PAD is a condition that is characterized by atherosclerotic occlusive disease of the lower extremities. While PAD is a major risk factor for lower extremity amputation, it is also accompanied by a high likelihood for symptomatic cardiovascular and cerebrovascular disease. Although much is known regarding PAD in the general population, the assessment and management of PAD in people with diabetes is less clear and poses some special issues. Presently, there are no established guidelines regarding the care of patients with both diabetes and PAD (26), although revascularization remains the most important therapeutic option and the main objective of CLI treatment, either by open surgery or endovascular modalities (27). Diabetic patients habitually suffer from long-segment vascular obstruction, mainly of the calf vessels (28) in type 2 diabetic patients, and the anatomic extension and distribution of atherosclerotic occlusive disease make these patients poor candidates for revascularization, resulting in continued disease progression, amputation, and death (28).
Thus, far, pharmacological treatment for these non-options patients has not been shown to be effective in the CLI course (29, 30). In fact, amputation is routinely recommended for these patients as the only option, despite its obvious dysfunctional involvement, along with the associated mortality and morbidity (27, 29). Therefore, there is a need for new effective therapeutic alternatives for a large number of patients with CLI (31).
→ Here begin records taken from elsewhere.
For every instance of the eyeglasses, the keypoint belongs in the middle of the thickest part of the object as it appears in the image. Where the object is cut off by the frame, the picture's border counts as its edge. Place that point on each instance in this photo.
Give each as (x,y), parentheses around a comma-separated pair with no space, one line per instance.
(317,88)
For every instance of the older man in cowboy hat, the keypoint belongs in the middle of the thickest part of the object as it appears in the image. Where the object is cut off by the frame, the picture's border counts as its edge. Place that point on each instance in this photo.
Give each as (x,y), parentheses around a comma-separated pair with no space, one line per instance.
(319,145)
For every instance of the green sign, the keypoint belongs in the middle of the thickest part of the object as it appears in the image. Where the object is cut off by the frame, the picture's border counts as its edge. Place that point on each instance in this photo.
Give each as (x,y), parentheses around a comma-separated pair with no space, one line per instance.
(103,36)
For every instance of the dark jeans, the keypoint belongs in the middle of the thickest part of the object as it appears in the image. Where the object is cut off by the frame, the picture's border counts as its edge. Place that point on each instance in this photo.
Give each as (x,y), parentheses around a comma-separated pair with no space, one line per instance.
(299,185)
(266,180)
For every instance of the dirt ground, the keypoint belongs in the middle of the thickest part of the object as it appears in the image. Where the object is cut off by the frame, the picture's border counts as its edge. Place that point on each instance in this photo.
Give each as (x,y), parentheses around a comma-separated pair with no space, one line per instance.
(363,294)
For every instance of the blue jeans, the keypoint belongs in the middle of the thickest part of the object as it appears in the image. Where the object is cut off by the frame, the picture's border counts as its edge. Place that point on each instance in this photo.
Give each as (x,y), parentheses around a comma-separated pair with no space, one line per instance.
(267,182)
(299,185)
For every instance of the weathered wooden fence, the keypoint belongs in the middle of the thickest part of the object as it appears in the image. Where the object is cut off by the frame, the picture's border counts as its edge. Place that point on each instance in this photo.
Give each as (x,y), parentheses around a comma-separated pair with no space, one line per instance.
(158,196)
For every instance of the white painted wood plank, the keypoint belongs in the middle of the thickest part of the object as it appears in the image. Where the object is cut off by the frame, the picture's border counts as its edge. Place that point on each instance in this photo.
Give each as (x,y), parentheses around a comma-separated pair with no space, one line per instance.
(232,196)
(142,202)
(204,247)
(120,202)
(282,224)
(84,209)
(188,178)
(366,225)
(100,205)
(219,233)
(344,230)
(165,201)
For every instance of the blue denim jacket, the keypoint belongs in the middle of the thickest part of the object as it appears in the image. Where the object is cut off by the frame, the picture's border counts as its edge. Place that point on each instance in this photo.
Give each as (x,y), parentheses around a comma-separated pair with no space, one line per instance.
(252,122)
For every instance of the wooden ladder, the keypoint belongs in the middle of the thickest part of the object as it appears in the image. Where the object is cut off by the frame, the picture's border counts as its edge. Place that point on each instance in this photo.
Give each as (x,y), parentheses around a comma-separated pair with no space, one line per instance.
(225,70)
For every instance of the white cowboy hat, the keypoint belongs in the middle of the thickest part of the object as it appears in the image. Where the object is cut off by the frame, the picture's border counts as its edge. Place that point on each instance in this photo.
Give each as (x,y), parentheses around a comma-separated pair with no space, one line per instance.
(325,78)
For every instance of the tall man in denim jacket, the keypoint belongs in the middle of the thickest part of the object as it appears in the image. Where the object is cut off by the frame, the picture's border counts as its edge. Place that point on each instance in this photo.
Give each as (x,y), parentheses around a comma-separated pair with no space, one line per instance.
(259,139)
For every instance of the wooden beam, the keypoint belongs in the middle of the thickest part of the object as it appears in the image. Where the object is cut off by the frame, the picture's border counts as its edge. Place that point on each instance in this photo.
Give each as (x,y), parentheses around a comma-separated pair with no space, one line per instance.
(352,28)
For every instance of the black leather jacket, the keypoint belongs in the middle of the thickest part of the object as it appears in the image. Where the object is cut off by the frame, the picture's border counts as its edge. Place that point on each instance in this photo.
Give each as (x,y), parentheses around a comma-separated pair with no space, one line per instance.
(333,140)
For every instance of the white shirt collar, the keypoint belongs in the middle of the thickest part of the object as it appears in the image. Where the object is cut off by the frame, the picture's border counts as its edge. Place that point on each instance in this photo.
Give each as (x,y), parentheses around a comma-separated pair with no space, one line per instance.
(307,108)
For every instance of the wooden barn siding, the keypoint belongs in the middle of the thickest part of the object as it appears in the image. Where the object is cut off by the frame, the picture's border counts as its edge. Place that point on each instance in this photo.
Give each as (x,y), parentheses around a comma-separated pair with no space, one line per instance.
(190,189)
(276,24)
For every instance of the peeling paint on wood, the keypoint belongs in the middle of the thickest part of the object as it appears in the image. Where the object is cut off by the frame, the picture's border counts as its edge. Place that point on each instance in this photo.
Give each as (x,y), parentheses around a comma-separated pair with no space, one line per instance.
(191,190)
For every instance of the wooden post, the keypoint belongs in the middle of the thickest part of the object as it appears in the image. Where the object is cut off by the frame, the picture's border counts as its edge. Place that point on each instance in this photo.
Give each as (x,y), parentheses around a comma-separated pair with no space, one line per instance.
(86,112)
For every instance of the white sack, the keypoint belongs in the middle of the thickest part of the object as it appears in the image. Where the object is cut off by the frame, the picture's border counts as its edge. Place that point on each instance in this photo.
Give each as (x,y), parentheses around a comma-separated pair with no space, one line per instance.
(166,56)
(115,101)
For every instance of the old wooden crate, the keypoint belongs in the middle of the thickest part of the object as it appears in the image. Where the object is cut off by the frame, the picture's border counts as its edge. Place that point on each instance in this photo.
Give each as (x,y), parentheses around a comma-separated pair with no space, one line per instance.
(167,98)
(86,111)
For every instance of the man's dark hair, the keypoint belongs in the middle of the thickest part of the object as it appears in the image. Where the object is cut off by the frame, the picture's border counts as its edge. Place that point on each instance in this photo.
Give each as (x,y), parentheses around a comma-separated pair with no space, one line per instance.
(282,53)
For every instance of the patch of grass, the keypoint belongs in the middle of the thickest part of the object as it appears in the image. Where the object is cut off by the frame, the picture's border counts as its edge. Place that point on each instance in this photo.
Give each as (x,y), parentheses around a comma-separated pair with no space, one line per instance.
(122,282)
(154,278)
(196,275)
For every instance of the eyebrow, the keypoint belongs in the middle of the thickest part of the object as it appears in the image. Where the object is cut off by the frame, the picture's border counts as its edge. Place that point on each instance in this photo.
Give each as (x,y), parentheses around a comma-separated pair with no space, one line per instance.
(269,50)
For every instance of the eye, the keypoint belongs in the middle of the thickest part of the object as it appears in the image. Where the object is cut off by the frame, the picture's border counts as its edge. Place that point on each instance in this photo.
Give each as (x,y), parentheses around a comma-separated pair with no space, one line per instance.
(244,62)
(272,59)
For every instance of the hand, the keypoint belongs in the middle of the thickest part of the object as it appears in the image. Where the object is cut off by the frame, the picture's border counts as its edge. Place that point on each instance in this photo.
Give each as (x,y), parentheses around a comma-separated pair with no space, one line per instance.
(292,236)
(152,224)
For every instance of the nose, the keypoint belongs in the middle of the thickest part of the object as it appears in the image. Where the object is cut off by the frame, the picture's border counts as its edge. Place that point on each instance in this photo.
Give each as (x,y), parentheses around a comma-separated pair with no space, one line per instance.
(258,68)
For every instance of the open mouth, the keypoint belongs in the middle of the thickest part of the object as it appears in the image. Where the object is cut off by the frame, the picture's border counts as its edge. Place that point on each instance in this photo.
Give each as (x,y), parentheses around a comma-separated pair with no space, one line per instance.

In the diabetic patient, leg ischemia develops earlier and with greater intensity than in other diseases (vasculitis, Buerger disease). It is estimated that 15% of diabetic patients will develop CLI, and in most cases, it will lead to amputation (32). Of even greater importance, arterial lesions usually affect the more distal vessels (29). This localization of lesions makes revascularization difficult, either surgically or endovascularly. Furthermore, the clinical presentation of diabetic patients is also different, as it entails a greater component of tissue loss and gangrene, as well as fewer clinical manifestation of pain due to the frequently associated diabetic neuropathy. Diabetic patients in particular have fewer physiological mechanisms of angiogenesis and reendothelization, and thus the course of the disease is more severe and accelerated (26). The chronic hyperglycemia present in diabetic patients results in vascular remodeling altering neovascularization (30), with deficient and/or aberrant angiogenesis (33). This phenomenon is partly due to the associated oxidative stress, underlying endothelial dysfunction, and lack of regeneration of the vascular endothelium (26, 34). In fact, neovasculogenesis is disrupted in diabetes and metabolic syndrome due to hyperglycemia and increased hemoglobin A1c (HbA1c), neuropathy, hypercholesterolemia, oxidized low-density lipoproteins (Ox-LDL), reactive oxygen species (ROS) or increased fatty acids (35–38). In healthy people, homeostatic mechanisms, by which the vascular supply increases to match metabolic demand, are activated (39). However, these mechanisms are frequently disrupted in patients with CLI, and the physiological response is not able to deliver the necessary amount of blood flow and oxygen to the affected limb, causing the arterioles of these patients to dilate to the maximum and become insensitive to provasodilator stimuli (39). This phenomenon, referred to as vasomotor paralysis, is considered the result of chronic exposure to vasorelaxation factors in patients with vascular diseases, which may explain the failure of most vasodilator therapies to improve functional capacity in individuals with PAD. Likewise, the blood vessels of patients with CLI present a decrease in wall thickness, cross-sectional area, and “wall-to-cell wall” ratio, among others.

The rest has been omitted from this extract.